Betty rispose con urgenza a tutte le sue domande, morendo dall’ansia di sapere cos’era successo a suo figlio. Quando l’interrogatorio finì, si sentì dire: “Dovrebbe venire qui in ospedale il prima possibile. I dottori hanno bisogno di parlare con lei della situazione di suo figlio”.

Era la mancanza di risposte a mandare Betty oltre i limiti. Com’era possibile che fossero sempre tutti pronti a parlare dei fatti degli altri, tranne quando serviva?

“Vuole dirmi cosa diavolo è successo a mio figlio? È ancora vivo almeno?”

“Cerchi di calmarsi signora, non posso…”

“Come pensa che possa calmarmi quando ricevo una telefonata dall’ospedale alle undici e mezzo passate, solo per sentirmi dire che mio figlio è lì!”

Dall’altra parte nessuno parlò per alcuni lunghi istanti. La signora capiva lo stato d’animo di Betty, ma sapeva anche che il protocollo in questi casi era rigido; in questo momento non le serviva una lettera di licenziamento per un attimo di pietà! Sentiva il sibilo del respiro della povera donna attraverso la cornetta e intanto s’interrogava se dirle qualcosa o meno. La decisione arrivò quando Betty scoppiò in un pianto disperato. I singhiozzi erano così ravvicinati da far pensare non sarebbe riuscita a prender fiato.

“Signora… Guardi non dovrei dirglielo, ma… Suo figlio è stato portato qui un paio d’ore fa da una ragazza. I dottori l’hanno visitato e adesso sta riposando, ma non può essere dimesso.”


C’è una pausa voluta, in cui la donna spera che Betty capisca tutto quello che ha detto per non doverlo ripetere.

“Ok, va bene. Ho capito. Sto venendo lì. Grazie per avermi informato.”

La donna del centralino sospirò di sollievo stando attenta a non farsi sentire per paura che Betty potesse farle altre domande. Salutò in fretta e riagganciò. Betty rimase in silenzio, ferma a guardare il display del telefono, mentre scivolava a sedere schiacciata dalla notizia. Nella sua testa continuava a ripetere parola per parola la conversazione appena avuta finché non le fu chiaro qual era il primo passo da fare; andare da suo figlio in ospedale.

 *** ***

Le parole del dottore le risuonavano nelle orecchie senza riuscire ad afferrarle. Era come se non conoscesse più il significato delle parole stesse, come se di colpo fossero parole di un’altra lingua, una ancora da decifrare.
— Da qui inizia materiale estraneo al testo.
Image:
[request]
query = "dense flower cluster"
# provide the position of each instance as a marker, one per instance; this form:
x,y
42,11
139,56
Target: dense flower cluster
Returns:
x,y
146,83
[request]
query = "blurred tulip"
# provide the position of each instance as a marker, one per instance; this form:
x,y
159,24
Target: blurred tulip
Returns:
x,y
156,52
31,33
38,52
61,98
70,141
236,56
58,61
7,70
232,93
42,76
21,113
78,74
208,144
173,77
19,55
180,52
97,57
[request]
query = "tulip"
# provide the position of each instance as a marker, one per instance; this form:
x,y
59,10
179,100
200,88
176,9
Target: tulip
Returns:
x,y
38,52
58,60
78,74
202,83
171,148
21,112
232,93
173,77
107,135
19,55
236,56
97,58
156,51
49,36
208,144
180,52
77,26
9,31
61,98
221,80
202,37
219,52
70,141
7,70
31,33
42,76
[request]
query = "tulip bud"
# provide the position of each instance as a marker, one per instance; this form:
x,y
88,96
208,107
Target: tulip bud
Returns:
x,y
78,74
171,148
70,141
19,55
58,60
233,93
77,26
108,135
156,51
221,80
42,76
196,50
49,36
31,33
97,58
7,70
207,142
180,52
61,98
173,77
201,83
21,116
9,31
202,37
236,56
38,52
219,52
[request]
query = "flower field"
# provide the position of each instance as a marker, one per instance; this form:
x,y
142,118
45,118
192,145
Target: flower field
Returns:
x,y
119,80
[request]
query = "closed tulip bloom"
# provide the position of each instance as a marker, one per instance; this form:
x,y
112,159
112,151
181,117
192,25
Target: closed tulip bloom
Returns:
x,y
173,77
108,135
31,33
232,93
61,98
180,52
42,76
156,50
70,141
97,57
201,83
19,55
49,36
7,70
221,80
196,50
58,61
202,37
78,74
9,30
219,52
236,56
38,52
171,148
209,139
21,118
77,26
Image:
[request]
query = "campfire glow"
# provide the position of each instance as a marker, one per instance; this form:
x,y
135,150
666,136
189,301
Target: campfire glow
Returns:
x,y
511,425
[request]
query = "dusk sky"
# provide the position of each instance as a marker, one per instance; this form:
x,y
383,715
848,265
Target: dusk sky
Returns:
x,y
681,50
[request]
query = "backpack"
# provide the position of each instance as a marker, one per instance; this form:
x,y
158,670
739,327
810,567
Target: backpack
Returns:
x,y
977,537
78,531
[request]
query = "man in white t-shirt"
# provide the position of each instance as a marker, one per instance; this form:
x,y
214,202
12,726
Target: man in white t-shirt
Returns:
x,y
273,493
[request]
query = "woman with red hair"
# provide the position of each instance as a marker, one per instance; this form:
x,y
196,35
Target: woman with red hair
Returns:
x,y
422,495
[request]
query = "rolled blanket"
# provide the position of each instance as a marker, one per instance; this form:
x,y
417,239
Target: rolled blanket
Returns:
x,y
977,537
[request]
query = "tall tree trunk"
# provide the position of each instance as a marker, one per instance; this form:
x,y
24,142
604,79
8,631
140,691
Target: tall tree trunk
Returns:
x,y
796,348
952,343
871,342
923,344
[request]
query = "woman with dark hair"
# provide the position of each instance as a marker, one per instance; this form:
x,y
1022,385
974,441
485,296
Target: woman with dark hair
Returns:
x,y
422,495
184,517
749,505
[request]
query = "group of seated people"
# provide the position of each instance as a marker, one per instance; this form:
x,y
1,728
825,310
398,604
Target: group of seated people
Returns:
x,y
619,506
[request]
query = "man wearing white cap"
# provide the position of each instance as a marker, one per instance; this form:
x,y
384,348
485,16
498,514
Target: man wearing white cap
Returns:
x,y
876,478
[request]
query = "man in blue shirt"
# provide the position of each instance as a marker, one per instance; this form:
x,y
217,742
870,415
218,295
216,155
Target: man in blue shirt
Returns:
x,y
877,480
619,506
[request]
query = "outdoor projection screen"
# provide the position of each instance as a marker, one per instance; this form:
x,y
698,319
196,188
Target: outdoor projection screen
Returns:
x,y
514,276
Tutto quello che sapeva, era che stava succedendo qualcosa di terribile al suo bambino e lei non era pronta ad affrontarlo. Come poteva? Doveva ancora superare ciò che le era successo 25 anni fa!

Conosceva il dolore, sapeva come affrontarlo. Certo, all’epoca non l’aveva fatto da sola; l’aiuto e all’amore di genitori e amici erano stati fondamentali per riuscirci. Ogni giorno che camminava fino al lavoro, era stato un successo; ogni sera che andava a letto e chiudeva gli occhi, era stato un passo in più verso la guarigione. Ma c’erano stati anche momenti in cui bastava un termine per rievocare l’orrore. Non c’era stato un singolo minuto in cui non aveva dovuto lottare e stringere i denti per arrivare a fine giornata. E per tutto il tempo continuava a ripetersi che forse, domani sarebbe andata meglio. E così era stato. Ma questo… Questo era diverso. E la paura? Mille volte più profonda di allora.

Quel dottore le stava dicendo che sarebbe successo di nuovo. Tutto il mondo si era improvvisamente colorato di un grigio sfocato e a renderlo peggiore, c’era il fatto che stavolta, anche suo figlio sarebbe affondato con lei.

“Signora mi sta ascoltando?” le disse il dottore.

“Io…, non sono sicura di cosa mi sta dicendo.”

 

Certo che non ne era sicura! Il suo cervello stava cercando come un disperato di trovare un altro significato a quelle parole e nonostante non ci riuscisse, Betty continuava a provare, rendendola ancora più confusa. Il dottore allora si sistemò meglio sulla sedia facendo un sospiro profondo. Lanciò uno sguardo d’intesa all’altra dottoressa nella stanza, che se ne stava con le braccia conserte, appoggiata alla libreria vicino alla finestra. Betty seguì i loro sguardi come in trance, senza riuscire a interpretarli.

“Signora…,”, le disse la dottoressa avvicinandosi “ha notato un significativo cambiamento in suo figlio nell’ultimo periodo?”

Betty ci pensò. L’aveva notato? Certo che l’aveva fatto, è solo che non gli aveva dato la giusta importanza. Si era sforzata così tanto di mantenersi a distanza per non essere ferita, da non accorgersi che suo figlio si stava ammalando? “Mio Dio, quale madre si comporta così?” si disse alla realizzazione.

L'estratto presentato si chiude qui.